List of Abbreviations

MSUS: Musculskeletal ultrasound; MRI: Magnetic Resonance Imaging; MTPJ: Metatarso-phalangeal joint; RA: Rheumatoid Arthritis; ACR: American College of Rheumatology; TNF: Tumour necrosis factor; DAS28: 28 joint Disease Activity Score; VAS: Visual Analog Scale; BSR: British Society for Rheumatology; RCR: Royal College of Radiologists; EULAR: European League Against Rheumatism; SD: Standard Deviation; OMERACT: Outcome Measures in Rheumatology Clinical Trials.

Competing interests

No benefits in any form have been received or will be received from a commercial party related directly or indirectly to the subject of this article.

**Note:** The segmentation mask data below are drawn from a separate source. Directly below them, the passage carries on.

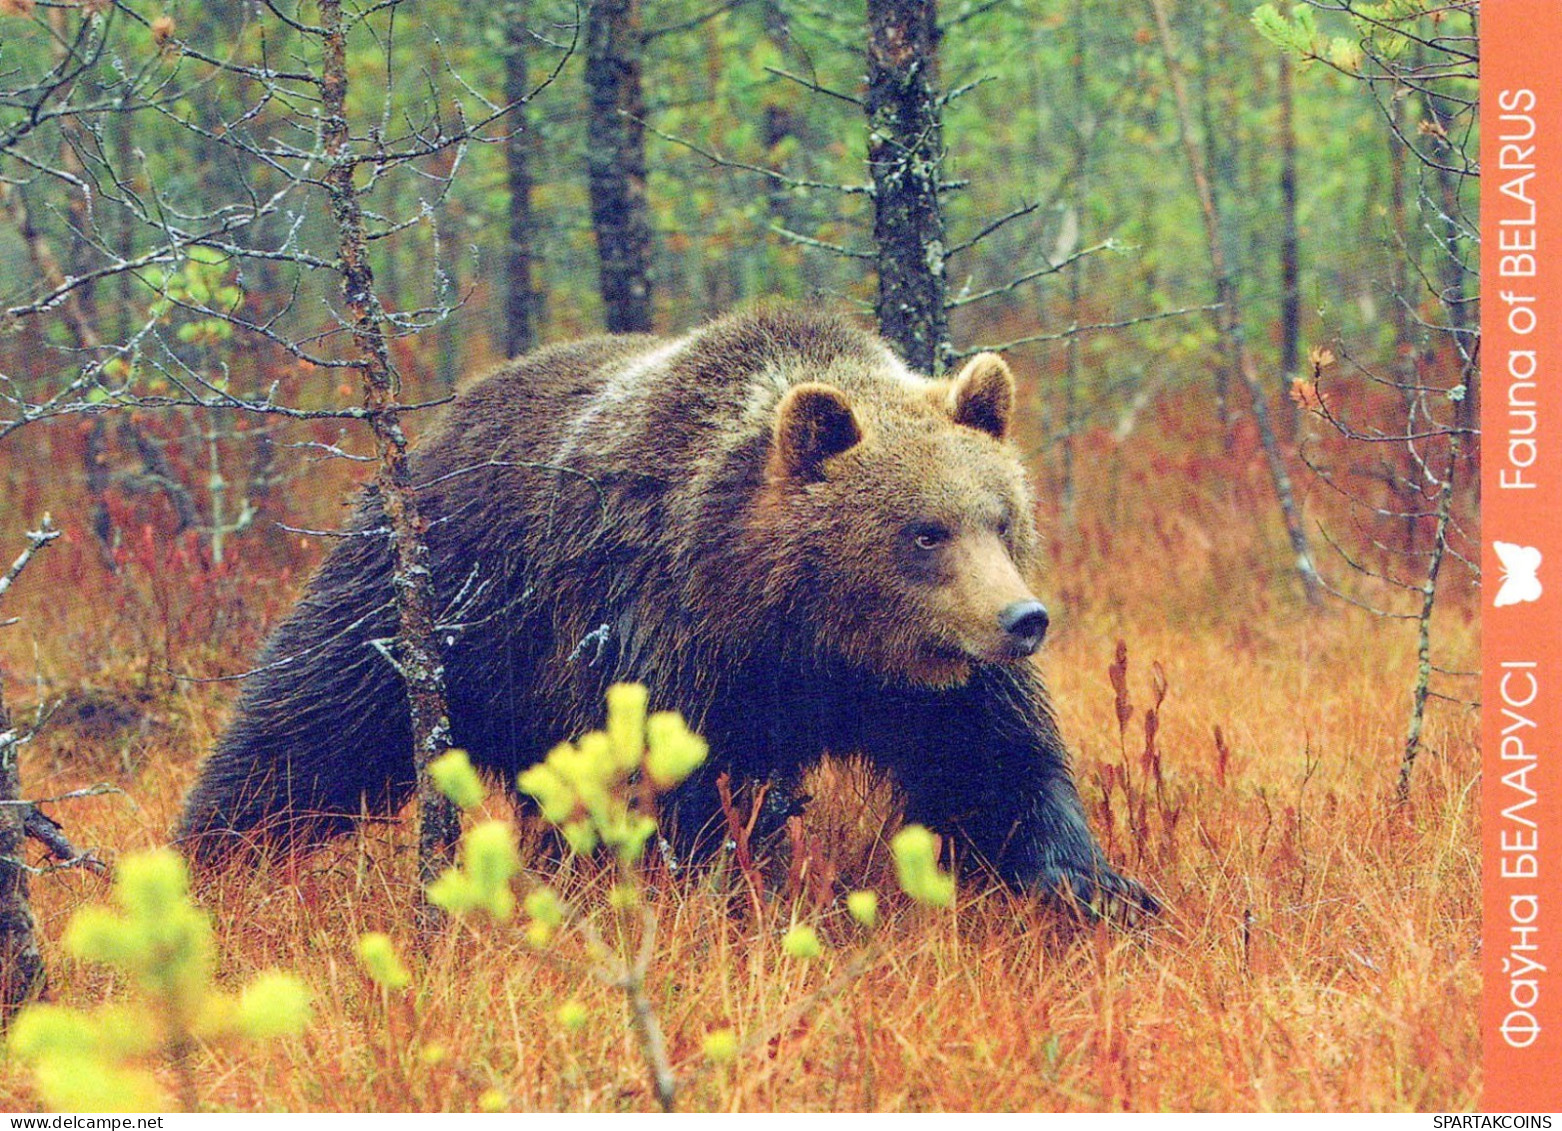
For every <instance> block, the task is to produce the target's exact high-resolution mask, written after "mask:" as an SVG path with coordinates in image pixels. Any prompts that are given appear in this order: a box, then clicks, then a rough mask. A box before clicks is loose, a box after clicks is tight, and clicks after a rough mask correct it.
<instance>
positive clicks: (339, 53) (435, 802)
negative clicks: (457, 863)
mask: <svg viewBox="0 0 1562 1131" xmlns="http://www.w3.org/2000/svg"><path fill="white" fill-rule="evenodd" d="M320 27H322V36H320V37H322V48H323V50H322V66H320V109H322V114H323V125H322V142H323V145H325V153H326V158H328V161H330V167H328V169H326V173H325V187H326V194H328V195H330V200H331V219H333V220H334V223H336V233H337V253H339V256H341V266H339V270H341V275H342V295H344V298H345V303H347V314H348V317H350V319H351V334H353V351H355V353H356V359H355V364H356V367H358V370H359V373H362V381H364V406H366V408H367V411H369V425H370V428H372V430H373V434H375V455H376V458H378V470H376V473H375V483H373V492H375V495H376V498H378V501H380V506H381V508H383V509H384V516H386V525H387V526H389V528H391V542H392V550H394V558H395V573H394V578H392V586H394V590H395V605H397V615H398V619H400V630H398V634H397V642H395V659H397V665H398V667H400V672H401V678H403V680H405V681H406V692H408V703H409V706H411V712H412V758H414V762H415V765H417V809H419V879H420V881H422V883H423V884H425V886H426V884H428V883H431V881H433V879H436V878H437V876H439V875H440V873H442V872H444V870H445V869H447V867H448V865H450V862H451V861H453V858H455V845H456V840H458V839H459V836H461V812H459V809H456V806H455V803H453V801H450V800H448V798H447V797H445V795H444V794H442V792H440V790H439V787H437V786H434V783H433V780H431V778H430V776H428V762H431V761H433V759H434V758H437V756H439V755H442V753H444V751H445V748H447V747H448V745H450V717H448V711H447V706H445V678H444V664H442V662H440V656H439V642H437V636H436V633H434V583H433V573H431V570H430V558H428V542H426V531H428V523H426V520H425V519H423V516H422V514H420V512H419V506H417V492H415V489H414V486H412V480H411V475H409V469H408V456H406V447H408V444H406V434H405V433H403V431H401V416H400V406H398V394H400V387H398V386H400V380H398V378H397V375H395V372H394V370H392V367H391V353H389V347H387V339H386V314H384V309H383V308H381V306H380V297H378V295H376V294H375V278H373V272H372V270H370V266H369V256H367V245H366V233H364V209H362V200H361V189H359V187H358V184H356V183H355V180H353V173H355V170H356V167H358V164H359V161H361V158H358V156H356V155H355V153H353V139H351V133H350V131H348V123H347V30H345V27H344V23H342V0H320ZM420 915H422V923H423V926H433V925H436V923H437V922H439V917H440V912H439V911H437V909H436V908H434V906H433V904H430V903H426V900H425V901H423V903H422V904H420Z"/></svg>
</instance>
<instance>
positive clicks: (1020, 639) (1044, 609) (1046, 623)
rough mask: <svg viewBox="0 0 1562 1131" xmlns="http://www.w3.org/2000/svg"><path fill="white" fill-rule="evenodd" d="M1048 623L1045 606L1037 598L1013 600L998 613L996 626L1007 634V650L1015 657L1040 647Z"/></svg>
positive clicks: (1047, 624)
mask: <svg viewBox="0 0 1562 1131" xmlns="http://www.w3.org/2000/svg"><path fill="white" fill-rule="evenodd" d="M1048 623H1050V619H1048V615H1047V606H1045V605H1042V603H1040V601H1037V600H1026V601H1014V603H1012V605H1007V606H1004V609H1003V612H1000V614H998V626H1000V628H1001V630H1003V631H1004V633H1006V634H1007V637H1009V650H1011V651H1014V655H1015V656H1017V658H1020V656H1029V655H1031V653H1034V651H1036V650H1037V648H1040V647H1042V639H1043V637H1045V636H1047V625H1048Z"/></svg>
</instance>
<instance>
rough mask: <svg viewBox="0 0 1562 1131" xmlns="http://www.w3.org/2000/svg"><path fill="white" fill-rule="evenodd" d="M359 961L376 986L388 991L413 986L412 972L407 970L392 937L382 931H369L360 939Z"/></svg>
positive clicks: (358, 951)
mask: <svg viewBox="0 0 1562 1131" xmlns="http://www.w3.org/2000/svg"><path fill="white" fill-rule="evenodd" d="M358 961H359V962H362V964H364V970H366V972H367V973H369V976H370V978H372V979H373V983H375V984H376V986H383V987H384V989H387V990H403V989H406V987H408V986H411V984H412V972H411V970H408V969H406V964H405V962H403V961H401V956H400V954H397V950H395V944H394V942H391V936H389V934H384V933H381V931H369V933H367V934H362V936H359V939H358Z"/></svg>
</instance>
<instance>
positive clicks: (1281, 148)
mask: <svg viewBox="0 0 1562 1131" xmlns="http://www.w3.org/2000/svg"><path fill="white" fill-rule="evenodd" d="M1278 78H1279V81H1278V83H1276V86H1278V87H1279V380H1281V405H1282V406H1286V408H1284V412H1286V417H1287V423H1289V425H1290V433H1292V434H1295V431H1296V409H1295V405H1292V400H1290V383H1292V378H1295V376H1296V367H1298V366H1300V362H1301V252H1300V248H1298V241H1296V111H1295V97H1293V91H1292V64H1290V55H1287V53H1286V52H1281V53H1279V77H1278Z"/></svg>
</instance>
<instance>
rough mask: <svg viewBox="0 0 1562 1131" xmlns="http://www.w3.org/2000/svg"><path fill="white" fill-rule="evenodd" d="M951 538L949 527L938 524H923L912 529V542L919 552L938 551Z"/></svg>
mask: <svg viewBox="0 0 1562 1131" xmlns="http://www.w3.org/2000/svg"><path fill="white" fill-rule="evenodd" d="M950 537H951V534H950V530H948V526H940V525H939V523H936V522H922V523H917V525H915V526H912V528H911V542H912V545H915V547H917V548H918V550H937V548H939V547H940V545H943V544H945V542H948V541H950Z"/></svg>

The authors declare that they have no competing interests.

Authors' contributions

CB conceived of the study and participated in its design, coordination and collection of clinical variables, MSUS assessments and writing of the manuscript. KD participated in the design of the study, MSUS assessments, consensus meeting and helped to draft the manuscript. MS participated in the MSUS assessments, and helped to draft the manuscript. SS participated in study design and coordination. JB participated in the design of the study and helped to draft the manuscript. CE participated in the design of the study, coordination, confirmation of RA diagnosis and helped to draft the manuscript. NA participated in the design of the study, coordination and helped to draft the manuscript. All authors read and approved the final manuscript

Acknowledgements

This study was supported by the Southampton Rheumatology Trust and Arthritis Research Campaign.